Red Barrels is only now expanding because they need people with expertise in multiplayer and live-service design. Morin and Red Barrels co-founders David Chateauneuf and Hugo Dallaire worked at EA and Ubisoft for years before going indie, managing large teams as senior developers. They founded Red Barrels because they wanted to get hands-on with game development again, ideally with a small crew of passionate horror fiends. (Also, Ubisoft turned down all their horror pitches. Thankfully — can you imagine if Ubisoft had greenlit the original Outlast? It probably would’ve been called something like Dr. Murkoff’s Manifesto and the gore would’ve been dialed way, way down. It might’ve given Miles a gun. Maybe, instead of sadistic psychiatric staff, its enemies would’ve been animatronic Rabbids. It could’ve gotten a Just Dance tie-in. Truly, the horror.)
Nowadays, Morin is doing less and less design as his studio becomes more complex, but he’s still involved in the creative process. Red Barrels just recently hired another writer, Jonathan Morrel, meaning Petty is no longer the entirety of the narrative department. The studio has a flat internal structure, where there aren’t harsh distinctions between roles like level designer and game designer. “We’re just all designers,” Morin said.
It’s hard to overstate just how small Red Barrels is, particularly considering the AAA quality of the Outlast series.
“I do remember the moment where, for IT support, I stopped going to one of the company’s founders,” Petty said. “Hugo used to basically be IT for the company, as well as art director, co-founder. And it was pretty recent, right? It was like eight years into Red Barrels where he stopped being the IT guy.”
Morin added, “He just didn’t want anybody else to do it.”
Morin said that larger studios are always sniffing around Red Barrels, looking to acquire its talent and IP, but none of their pitches have looked better than independence so far. Red Barrels ended up creating the original Outlast with personal savings, loans and a $1 million investment from the Canada Media Fund. Even back then, there was an offer on the table from a major company that would have resulted in a few extra months of production time.
“But at that point, we had been working so hard to try to make this game on our own and didn’t want to give up our independence,” Morin said. “We were not ready to do that, we were so close to shipping the game. So we just doubled down and worked our asses off to be able to ship the game without needing extra money. But there were options. So I think it’s, ‘Never say never,’ but up until now, no. We never felt the need to go get more financing to be able to make the games we wanted to make on our own. We’ll see if we can keep on doing that.”
For Red Barrels, the focus right now is The Outlast Trials. There isn’t time for anything else — but maybe there will be in the future.

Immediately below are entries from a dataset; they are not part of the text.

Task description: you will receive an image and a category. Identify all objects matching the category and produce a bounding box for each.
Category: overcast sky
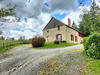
[0,0,100,39]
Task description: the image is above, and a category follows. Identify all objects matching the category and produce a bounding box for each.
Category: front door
[56,34,62,41]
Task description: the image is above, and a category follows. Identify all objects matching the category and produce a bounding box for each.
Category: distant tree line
[78,1,100,36]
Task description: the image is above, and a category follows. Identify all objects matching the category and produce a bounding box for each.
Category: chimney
[68,18,71,26]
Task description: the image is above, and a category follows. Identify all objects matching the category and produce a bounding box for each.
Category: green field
[83,56,100,75]
[0,40,14,44]
[0,40,22,53]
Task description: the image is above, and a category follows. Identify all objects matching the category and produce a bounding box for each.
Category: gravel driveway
[0,45,83,75]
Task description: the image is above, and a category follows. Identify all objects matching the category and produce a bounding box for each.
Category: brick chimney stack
[68,18,71,26]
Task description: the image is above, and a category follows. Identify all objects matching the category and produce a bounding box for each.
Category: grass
[38,49,100,75]
[38,49,83,75]
[0,44,23,53]
[83,56,100,75]
[33,42,78,49]
[0,40,23,53]
[0,40,14,44]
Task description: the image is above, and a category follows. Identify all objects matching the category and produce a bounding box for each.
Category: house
[43,17,84,43]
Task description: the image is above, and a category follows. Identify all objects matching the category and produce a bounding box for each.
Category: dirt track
[0,45,83,75]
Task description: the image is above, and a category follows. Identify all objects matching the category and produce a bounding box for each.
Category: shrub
[83,33,100,59]
[23,40,31,44]
[31,37,45,47]
[54,40,59,44]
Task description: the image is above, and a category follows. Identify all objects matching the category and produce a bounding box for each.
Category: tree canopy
[79,1,100,36]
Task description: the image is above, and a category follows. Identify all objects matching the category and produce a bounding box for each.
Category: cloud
[62,6,89,25]
[0,0,82,38]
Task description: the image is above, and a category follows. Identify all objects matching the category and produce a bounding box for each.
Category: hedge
[83,33,100,59]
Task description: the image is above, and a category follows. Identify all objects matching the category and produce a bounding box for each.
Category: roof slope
[43,17,65,30]
[43,17,83,34]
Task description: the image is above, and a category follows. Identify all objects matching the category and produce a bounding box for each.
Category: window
[47,36,49,40]
[71,35,74,41]
[58,25,60,30]
[75,36,77,42]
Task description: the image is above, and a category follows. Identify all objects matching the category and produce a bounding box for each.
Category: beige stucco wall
[43,25,81,43]
[66,27,80,43]
[43,25,67,42]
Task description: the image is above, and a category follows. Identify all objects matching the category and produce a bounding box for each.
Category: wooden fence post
[7,42,8,49]
[10,42,11,46]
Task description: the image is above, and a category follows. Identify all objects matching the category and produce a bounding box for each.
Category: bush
[31,37,45,47]
[83,33,100,59]
[54,40,59,44]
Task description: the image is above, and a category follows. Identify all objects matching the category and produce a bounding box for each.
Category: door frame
[56,34,62,41]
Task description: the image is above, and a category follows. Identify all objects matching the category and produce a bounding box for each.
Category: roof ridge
[52,17,67,25]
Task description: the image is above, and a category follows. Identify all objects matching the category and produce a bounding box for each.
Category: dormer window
[71,35,74,41]
[58,25,60,30]
[47,31,49,33]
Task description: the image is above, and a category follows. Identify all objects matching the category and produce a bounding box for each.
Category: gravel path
[0,45,83,75]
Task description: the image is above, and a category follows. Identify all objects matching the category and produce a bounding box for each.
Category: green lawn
[0,40,14,44]
[0,44,23,53]
[0,40,23,53]
[83,56,100,75]
[33,42,79,49]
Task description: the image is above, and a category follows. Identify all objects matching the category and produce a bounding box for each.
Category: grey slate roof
[43,17,82,34]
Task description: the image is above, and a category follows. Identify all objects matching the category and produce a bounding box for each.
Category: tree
[72,21,78,30]
[0,0,20,35]
[89,1,100,34]
[79,1,100,36]
[18,36,25,41]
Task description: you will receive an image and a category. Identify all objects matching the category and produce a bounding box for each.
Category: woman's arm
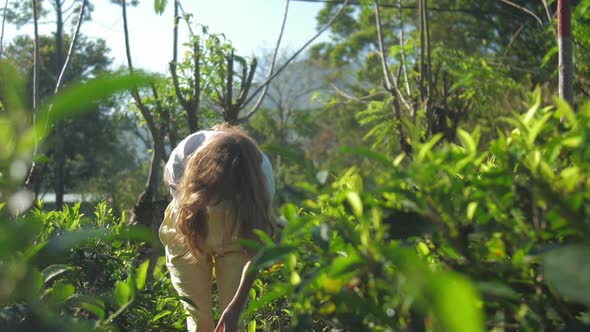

“Ultimately, our goal would be to have two IPs, two projects in parallel, and have them be different enough so that people who need a change of scenery can go from one to another,” Morin said. “I mean, I love the world of Outlast and the reality is that you could narratively make [the second project] fit inside the same world and just do a different kind of gameplay experience. That could always be done as well. But I think creating an IP is a very hard thing, and so when you have success, you don’t want to waste it.”
The Outlast Trials is available now on PC, PlayStation 4, PS5, Xbox One and Xbox Series X/S.